Recently, investigation observed a high correlation between micro- CT-observed wheat roots and roots observed by standard methodology. The CT technique is speedy, safe and sound to detect roots at quite high spatial resolutions [20]. The drawback of the CT methodology lies not in the scanning technique, but in the software available to digitally segment roots from soil and air. However, this will be improved significantly as automated segmentation algorithms are developed [20]. This can be achieved through the strong collaboration between software engineers and crop physiologists. The combination of very fast scans and programmed segmentation will allow CT methodology to perform its potential as a high-throughput technique for the examination of roots in soils.

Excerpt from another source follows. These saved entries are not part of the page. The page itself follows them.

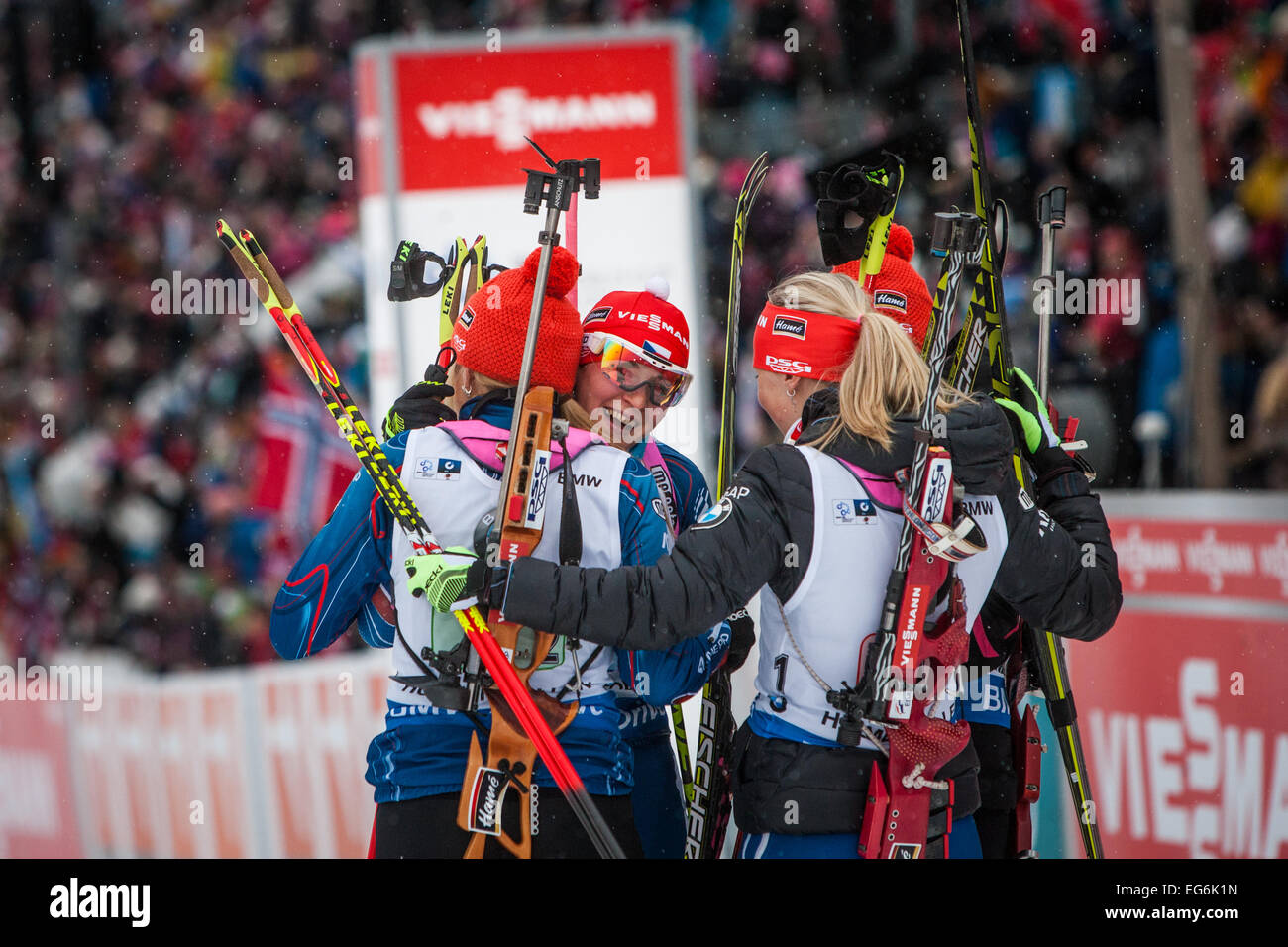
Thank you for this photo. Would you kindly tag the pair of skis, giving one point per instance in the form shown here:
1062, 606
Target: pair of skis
984, 333
706, 788
257, 268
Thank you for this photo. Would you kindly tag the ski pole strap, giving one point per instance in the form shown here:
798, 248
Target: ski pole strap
1061, 710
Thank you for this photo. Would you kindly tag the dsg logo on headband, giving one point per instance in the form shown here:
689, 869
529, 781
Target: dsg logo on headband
787, 325
787, 367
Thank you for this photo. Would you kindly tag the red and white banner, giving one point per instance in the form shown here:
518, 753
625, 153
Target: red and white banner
265, 762
442, 151
1181, 703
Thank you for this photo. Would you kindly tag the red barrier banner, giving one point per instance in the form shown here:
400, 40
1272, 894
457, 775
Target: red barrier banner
38, 818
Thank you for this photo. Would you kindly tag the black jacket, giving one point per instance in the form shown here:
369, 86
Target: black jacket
1057, 578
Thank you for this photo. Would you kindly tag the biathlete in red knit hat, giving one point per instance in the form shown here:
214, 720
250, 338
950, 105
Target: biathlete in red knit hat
452, 471
634, 368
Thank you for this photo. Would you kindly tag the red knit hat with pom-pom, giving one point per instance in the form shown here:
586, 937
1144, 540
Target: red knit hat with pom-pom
898, 291
489, 334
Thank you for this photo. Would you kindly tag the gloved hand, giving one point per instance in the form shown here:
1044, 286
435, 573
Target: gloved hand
1030, 424
456, 579
421, 405
742, 635
407, 273
443, 578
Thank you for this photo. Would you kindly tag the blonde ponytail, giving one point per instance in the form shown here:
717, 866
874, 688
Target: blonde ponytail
885, 376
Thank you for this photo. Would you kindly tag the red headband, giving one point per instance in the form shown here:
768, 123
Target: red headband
793, 342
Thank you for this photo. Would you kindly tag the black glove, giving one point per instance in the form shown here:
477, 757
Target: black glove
490, 581
853, 189
421, 405
407, 273
742, 635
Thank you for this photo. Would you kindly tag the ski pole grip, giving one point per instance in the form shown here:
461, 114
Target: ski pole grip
1057, 196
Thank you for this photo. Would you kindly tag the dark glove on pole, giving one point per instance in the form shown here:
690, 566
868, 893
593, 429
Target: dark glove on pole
421, 405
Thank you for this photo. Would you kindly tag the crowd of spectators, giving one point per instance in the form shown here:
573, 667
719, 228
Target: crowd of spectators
132, 441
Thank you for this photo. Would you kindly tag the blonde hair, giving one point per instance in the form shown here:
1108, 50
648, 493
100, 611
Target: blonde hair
565, 405
885, 376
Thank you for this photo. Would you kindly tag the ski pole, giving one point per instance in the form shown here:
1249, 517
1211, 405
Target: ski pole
708, 799
1050, 219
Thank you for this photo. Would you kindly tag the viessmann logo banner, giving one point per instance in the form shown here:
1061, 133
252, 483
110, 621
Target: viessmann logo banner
463, 116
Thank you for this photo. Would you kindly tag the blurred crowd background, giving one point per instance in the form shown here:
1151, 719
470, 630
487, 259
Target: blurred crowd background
160, 470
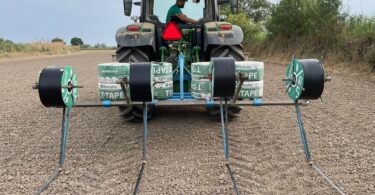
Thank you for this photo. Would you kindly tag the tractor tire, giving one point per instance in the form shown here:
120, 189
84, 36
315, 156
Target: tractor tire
134, 113
235, 51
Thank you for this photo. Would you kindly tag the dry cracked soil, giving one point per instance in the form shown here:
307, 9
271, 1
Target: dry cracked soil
185, 148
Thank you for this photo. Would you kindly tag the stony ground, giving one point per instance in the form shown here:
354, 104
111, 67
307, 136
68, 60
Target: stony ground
185, 148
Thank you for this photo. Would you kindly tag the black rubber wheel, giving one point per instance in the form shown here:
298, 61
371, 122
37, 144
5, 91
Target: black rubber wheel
134, 113
235, 51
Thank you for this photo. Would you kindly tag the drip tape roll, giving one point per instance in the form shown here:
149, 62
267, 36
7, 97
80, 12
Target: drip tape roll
307, 79
140, 82
223, 77
50, 89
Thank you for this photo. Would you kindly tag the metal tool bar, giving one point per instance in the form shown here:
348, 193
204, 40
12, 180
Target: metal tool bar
307, 151
192, 102
224, 131
144, 158
123, 82
64, 138
181, 61
302, 133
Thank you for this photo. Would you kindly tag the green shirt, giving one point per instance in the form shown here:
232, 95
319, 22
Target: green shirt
173, 11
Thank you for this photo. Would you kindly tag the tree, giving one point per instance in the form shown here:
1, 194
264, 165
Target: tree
56, 40
76, 41
258, 10
318, 19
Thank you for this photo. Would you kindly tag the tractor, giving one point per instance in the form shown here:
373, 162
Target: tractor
145, 41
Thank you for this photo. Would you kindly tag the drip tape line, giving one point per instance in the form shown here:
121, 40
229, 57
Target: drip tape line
321, 173
139, 178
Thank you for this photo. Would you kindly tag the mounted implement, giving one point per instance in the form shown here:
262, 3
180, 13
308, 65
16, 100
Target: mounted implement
174, 65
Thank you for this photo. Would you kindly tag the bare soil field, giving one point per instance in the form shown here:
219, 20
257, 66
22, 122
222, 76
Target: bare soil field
185, 147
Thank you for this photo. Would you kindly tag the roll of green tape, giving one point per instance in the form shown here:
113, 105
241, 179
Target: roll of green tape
162, 69
163, 93
69, 96
251, 90
201, 69
108, 80
201, 89
163, 90
164, 78
112, 92
116, 70
295, 72
253, 70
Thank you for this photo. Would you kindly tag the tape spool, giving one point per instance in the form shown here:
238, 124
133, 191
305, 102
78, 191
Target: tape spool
53, 91
223, 77
140, 82
306, 79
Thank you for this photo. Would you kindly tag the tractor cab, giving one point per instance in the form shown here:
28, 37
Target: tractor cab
155, 11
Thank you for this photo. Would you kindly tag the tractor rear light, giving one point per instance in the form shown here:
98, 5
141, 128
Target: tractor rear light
172, 32
225, 27
134, 28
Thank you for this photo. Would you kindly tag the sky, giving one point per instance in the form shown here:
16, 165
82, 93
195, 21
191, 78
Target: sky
95, 21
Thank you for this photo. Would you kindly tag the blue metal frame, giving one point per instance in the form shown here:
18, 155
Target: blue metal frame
181, 64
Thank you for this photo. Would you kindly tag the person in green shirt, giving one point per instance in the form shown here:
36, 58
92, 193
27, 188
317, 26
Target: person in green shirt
175, 14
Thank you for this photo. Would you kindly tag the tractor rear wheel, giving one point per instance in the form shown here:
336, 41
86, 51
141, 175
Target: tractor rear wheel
134, 113
235, 51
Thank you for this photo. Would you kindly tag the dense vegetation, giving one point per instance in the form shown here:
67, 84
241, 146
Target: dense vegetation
307, 28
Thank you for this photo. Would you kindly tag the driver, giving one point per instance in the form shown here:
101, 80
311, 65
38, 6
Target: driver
175, 14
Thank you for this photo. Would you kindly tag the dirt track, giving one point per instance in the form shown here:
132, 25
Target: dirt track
185, 148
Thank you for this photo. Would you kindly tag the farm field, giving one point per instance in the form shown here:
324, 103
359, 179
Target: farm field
185, 148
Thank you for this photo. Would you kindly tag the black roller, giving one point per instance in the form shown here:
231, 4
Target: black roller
140, 82
224, 77
50, 87
314, 79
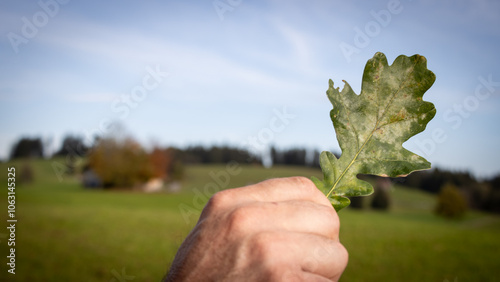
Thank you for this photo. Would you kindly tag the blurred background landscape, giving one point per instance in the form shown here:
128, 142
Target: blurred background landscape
122, 118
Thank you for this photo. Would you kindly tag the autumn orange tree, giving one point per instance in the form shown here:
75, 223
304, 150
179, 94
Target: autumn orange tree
121, 163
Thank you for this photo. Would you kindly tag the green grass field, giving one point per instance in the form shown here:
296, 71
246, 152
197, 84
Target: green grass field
66, 233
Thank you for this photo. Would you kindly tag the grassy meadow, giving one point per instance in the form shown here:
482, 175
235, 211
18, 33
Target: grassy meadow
67, 233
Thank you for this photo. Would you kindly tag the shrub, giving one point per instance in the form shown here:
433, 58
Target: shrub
122, 164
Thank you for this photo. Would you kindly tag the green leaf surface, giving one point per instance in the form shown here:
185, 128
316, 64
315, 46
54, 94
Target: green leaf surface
372, 127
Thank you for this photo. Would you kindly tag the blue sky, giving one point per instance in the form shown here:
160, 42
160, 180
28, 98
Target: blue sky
245, 73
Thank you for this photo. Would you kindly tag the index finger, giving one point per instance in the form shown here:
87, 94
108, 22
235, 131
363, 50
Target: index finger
278, 190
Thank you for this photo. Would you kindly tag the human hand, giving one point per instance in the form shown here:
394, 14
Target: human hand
277, 230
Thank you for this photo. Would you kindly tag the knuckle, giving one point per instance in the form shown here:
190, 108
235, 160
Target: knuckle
263, 247
219, 200
240, 219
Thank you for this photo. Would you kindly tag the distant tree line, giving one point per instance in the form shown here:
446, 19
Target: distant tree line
483, 195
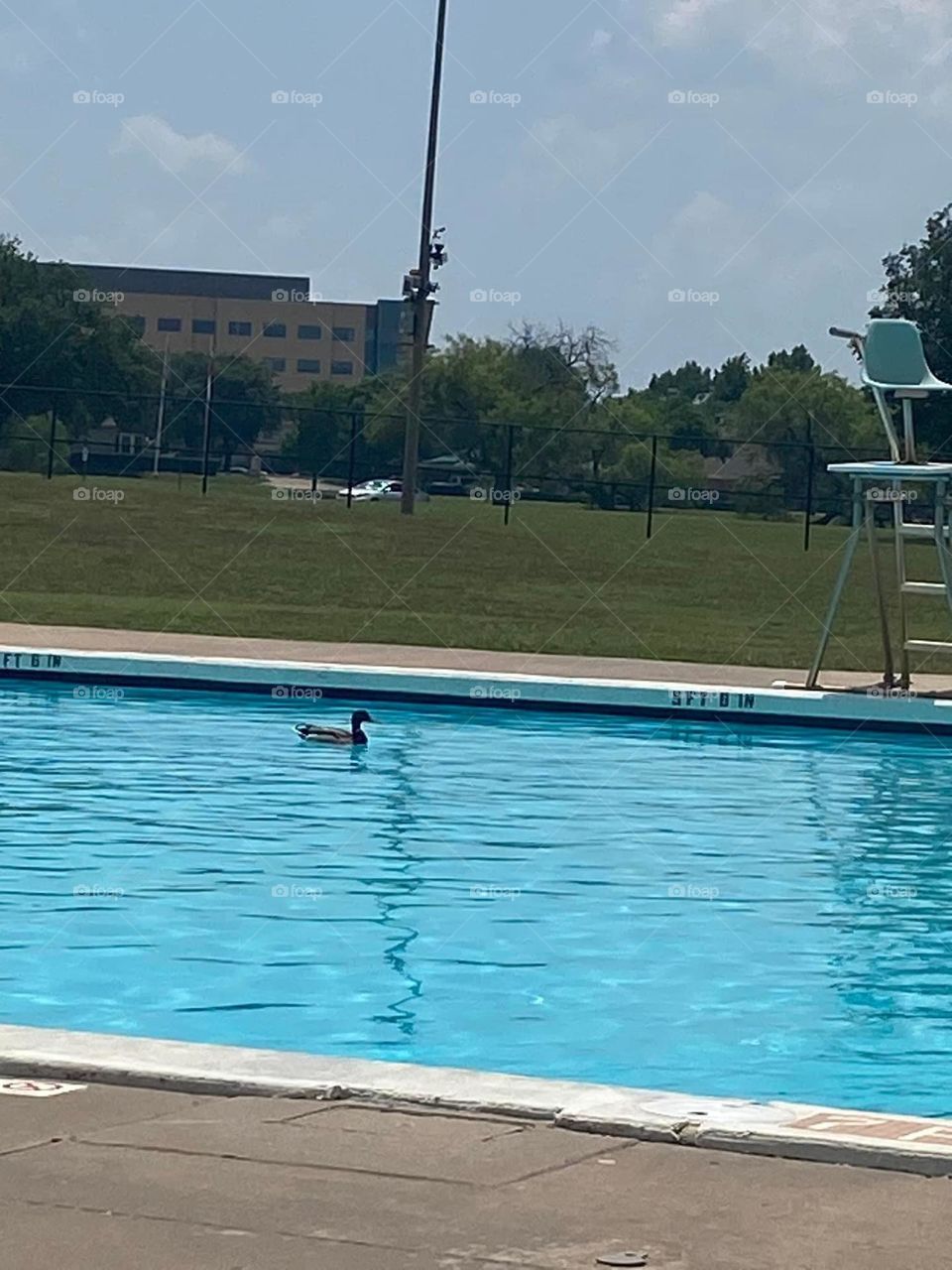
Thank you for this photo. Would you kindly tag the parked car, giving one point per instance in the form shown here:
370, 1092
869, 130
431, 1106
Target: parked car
380, 492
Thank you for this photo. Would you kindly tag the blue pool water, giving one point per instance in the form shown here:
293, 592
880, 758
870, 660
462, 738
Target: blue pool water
748, 911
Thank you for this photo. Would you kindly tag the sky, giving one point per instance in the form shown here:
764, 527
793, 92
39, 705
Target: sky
698, 178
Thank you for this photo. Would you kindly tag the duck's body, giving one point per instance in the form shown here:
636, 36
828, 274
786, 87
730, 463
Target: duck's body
356, 735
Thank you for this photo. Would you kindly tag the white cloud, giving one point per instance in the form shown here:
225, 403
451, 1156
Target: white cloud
149, 134
784, 32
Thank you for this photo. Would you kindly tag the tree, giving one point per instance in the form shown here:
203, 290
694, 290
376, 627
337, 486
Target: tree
731, 381
796, 359
245, 403
53, 335
919, 287
674, 471
689, 381
777, 411
321, 435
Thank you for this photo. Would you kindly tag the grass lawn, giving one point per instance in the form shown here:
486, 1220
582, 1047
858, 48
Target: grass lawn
707, 587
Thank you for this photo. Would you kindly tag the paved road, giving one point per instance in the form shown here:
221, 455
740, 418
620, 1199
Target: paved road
117, 1179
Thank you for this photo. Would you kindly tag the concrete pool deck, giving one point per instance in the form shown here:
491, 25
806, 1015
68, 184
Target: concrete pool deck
107, 1178
91, 639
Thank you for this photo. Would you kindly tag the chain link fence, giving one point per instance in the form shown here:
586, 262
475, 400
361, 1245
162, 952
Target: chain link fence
497, 462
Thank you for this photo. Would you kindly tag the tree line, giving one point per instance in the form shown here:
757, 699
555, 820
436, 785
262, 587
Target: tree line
557, 384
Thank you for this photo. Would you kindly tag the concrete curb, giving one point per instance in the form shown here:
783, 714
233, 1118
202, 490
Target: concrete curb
785, 1130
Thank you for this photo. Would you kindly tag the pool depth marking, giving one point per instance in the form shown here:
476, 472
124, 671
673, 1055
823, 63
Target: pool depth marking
31, 662
777, 706
22, 1088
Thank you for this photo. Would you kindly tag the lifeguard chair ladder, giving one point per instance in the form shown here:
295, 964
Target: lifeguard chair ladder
893, 366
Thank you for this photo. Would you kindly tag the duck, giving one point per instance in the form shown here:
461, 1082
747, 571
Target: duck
338, 735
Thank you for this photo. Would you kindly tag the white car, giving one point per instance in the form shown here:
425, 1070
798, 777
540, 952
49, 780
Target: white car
380, 492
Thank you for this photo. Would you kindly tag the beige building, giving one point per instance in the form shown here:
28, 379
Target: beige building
268, 318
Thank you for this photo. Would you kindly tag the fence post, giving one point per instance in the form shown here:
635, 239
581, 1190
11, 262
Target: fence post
207, 429
350, 458
53, 444
508, 500
811, 463
652, 488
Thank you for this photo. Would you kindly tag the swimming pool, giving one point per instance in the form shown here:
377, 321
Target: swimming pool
753, 912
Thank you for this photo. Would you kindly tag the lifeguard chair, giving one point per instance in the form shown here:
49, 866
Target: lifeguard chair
895, 370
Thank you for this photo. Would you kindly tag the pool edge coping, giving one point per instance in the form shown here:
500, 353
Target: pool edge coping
308, 681
785, 1130
772, 1129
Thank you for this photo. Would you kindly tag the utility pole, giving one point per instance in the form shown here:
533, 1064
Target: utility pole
424, 289
160, 420
207, 421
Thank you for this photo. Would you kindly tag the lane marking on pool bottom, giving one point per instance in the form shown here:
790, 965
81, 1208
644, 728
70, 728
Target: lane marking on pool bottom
22, 1088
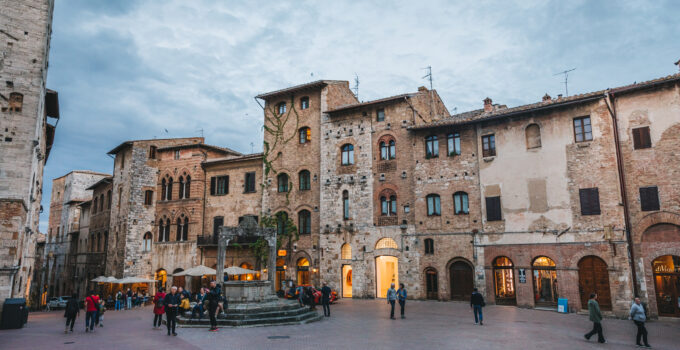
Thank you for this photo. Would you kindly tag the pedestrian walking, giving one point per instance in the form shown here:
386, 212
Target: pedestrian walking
477, 303
91, 306
401, 297
212, 299
596, 317
391, 299
171, 303
326, 300
71, 311
637, 314
158, 308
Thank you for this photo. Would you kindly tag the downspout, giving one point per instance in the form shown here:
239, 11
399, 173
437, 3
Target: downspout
611, 107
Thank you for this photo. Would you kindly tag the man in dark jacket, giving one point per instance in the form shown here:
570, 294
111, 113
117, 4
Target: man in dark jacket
71, 312
477, 303
171, 302
213, 297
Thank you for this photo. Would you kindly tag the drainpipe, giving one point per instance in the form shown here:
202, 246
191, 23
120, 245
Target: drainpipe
611, 107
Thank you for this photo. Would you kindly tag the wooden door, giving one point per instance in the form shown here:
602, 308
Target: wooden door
593, 277
460, 274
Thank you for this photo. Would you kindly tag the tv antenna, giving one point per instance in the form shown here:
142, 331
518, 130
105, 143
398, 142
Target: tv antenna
566, 79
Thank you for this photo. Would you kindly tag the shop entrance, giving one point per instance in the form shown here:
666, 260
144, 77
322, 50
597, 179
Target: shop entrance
545, 282
460, 274
386, 273
667, 284
593, 277
346, 281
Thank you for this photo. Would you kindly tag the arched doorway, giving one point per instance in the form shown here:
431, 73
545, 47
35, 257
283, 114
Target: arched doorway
545, 281
386, 273
593, 277
431, 283
346, 281
504, 281
303, 271
667, 284
460, 277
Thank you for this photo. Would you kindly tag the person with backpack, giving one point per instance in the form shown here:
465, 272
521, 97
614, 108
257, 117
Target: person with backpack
91, 307
477, 303
71, 311
158, 308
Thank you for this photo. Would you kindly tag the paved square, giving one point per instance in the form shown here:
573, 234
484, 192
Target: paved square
355, 324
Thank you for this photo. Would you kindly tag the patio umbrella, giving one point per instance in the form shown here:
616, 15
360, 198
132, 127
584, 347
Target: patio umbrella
199, 270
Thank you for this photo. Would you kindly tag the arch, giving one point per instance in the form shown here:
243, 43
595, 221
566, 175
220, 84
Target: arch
533, 136
386, 243
593, 277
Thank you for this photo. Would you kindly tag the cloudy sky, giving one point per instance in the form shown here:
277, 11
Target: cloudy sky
134, 69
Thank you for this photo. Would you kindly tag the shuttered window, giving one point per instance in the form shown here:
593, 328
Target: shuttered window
590, 201
493, 209
641, 138
649, 198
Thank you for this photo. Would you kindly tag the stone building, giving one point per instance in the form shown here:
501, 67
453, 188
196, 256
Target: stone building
26, 136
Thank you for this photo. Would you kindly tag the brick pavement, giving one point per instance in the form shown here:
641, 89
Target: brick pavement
355, 324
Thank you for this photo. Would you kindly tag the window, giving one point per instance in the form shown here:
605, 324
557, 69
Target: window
146, 246
148, 197
582, 129
219, 185
347, 154
304, 222
460, 203
345, 205
282, 182
218, 222
533, 136
649, 198
433, 205
590, 201
380, 115
641, 138
493, 208
453, 144
429, 246
431, 147
488, 146
304, 180
249, 182
305, 135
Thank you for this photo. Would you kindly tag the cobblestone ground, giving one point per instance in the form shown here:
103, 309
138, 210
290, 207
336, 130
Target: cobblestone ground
355, 324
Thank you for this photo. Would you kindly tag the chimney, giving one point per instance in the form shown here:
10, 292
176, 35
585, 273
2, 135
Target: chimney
488, 106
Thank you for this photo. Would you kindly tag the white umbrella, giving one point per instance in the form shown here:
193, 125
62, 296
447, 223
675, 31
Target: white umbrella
199, 270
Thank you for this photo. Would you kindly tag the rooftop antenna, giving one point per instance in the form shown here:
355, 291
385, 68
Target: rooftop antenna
566, 79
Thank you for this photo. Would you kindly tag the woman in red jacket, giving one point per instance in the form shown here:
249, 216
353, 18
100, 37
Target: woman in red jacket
158, 308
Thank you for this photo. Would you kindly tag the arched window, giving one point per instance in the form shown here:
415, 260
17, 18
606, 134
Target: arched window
431, 147
305, 135
282, 180
345, 205
533, 136
347, 154
460, 203
146, 246
304, 222
433, 205
386, 243
304, 180
346, 251
429, 246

A novel 3D imaging and RootReader3D software platform was developed for high-throughput phenotyping of root traits in rice [21]. This sophisticated platform provides the capability to measure root traits with a high degree of spatial and temporal resolution, and will facilitate novel investigations into the development of entire root systems or selected components of root systems.
More recently, root-tracking algorithms were developed to segment roots from their surroundings by using features of roots, such as shape and continuous growth [5,22,23]. RooTrak can successfully, with minimal user intervention, extract a range of RSA from the surrounding soil and promises to facilitate future root phenotyping efforts [5]. As said above, new technologies can be employed to dissect the phenotypes for genetic mapping and in physiological studies for trait validation in crop breeding programmes.